Audacity for speech recognition and assimilated?

I’m working on semantical tagging of non-words in speech. I did a laugh detector and now I’m on to semantical tagging of hums. I do not mean artificial humming noises, I mean people saying “hum” or “hum hum” either as a way as saying “Wait, I’m searching in my mind for the next word” (fillers) or to express agreement, disagreement, and the neutral “I’m listening, go on”.

I already have a tool to record, visualise and analyse sound files (coded for the laugh detector) but I’m using Audacity to pre-process audio files so I was wondering about using it for the analysis and displaying the results. This would mean

  • changing the display mode so that it doesn’t jump when the cursor reaches the end of the currently displayed audio section. Instead the cursor would stop in the middle and the audio wave starts scrolling underneath it.
  • having a new window scrolling in synchronicity where tags could be displayed on demand in text mode. These tags would include the output of speech recognition and additional tags such as “h+” to indicate a agreeing hum. Tongue clicking, lip smacking, laughter, change of speaker, stutter, etc. could also have their tags.

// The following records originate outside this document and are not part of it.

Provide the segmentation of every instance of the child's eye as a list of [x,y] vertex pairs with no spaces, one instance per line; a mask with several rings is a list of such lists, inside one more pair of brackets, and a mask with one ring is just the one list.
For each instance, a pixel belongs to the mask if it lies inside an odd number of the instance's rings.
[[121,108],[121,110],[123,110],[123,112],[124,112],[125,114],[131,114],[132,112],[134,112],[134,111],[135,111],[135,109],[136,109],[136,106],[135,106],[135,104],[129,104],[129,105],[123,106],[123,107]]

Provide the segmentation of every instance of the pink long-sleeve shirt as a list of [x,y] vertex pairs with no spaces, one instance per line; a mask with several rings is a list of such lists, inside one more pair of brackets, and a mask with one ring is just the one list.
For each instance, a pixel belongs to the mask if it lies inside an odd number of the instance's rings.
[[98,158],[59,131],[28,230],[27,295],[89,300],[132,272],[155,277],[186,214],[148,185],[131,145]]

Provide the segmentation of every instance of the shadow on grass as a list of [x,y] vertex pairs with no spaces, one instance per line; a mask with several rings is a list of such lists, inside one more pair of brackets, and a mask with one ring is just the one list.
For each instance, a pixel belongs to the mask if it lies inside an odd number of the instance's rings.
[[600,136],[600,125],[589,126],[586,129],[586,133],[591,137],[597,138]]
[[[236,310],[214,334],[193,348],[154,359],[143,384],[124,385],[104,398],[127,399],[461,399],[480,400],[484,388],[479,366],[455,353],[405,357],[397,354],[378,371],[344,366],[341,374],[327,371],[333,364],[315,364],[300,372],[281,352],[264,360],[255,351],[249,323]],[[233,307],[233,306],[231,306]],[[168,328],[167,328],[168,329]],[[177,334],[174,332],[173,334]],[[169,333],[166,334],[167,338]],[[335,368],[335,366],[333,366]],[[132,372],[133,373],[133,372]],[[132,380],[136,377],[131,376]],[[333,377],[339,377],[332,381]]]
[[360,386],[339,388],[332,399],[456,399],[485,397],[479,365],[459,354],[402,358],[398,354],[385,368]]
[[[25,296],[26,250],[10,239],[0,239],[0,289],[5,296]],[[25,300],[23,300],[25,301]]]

This would make it easy for me to check the sound file and see where the tags are correct and where they are not.

It could then lead to a tool to clean speech audio files, for example before releasing an interview on the radio. From an AI perspective these tags give indications regarding the mood of the speakers. I work in CADIA (cadia.ru.is), this is part of my work. I’m a researcher there (who else would write a work-related post on a Sunday night?).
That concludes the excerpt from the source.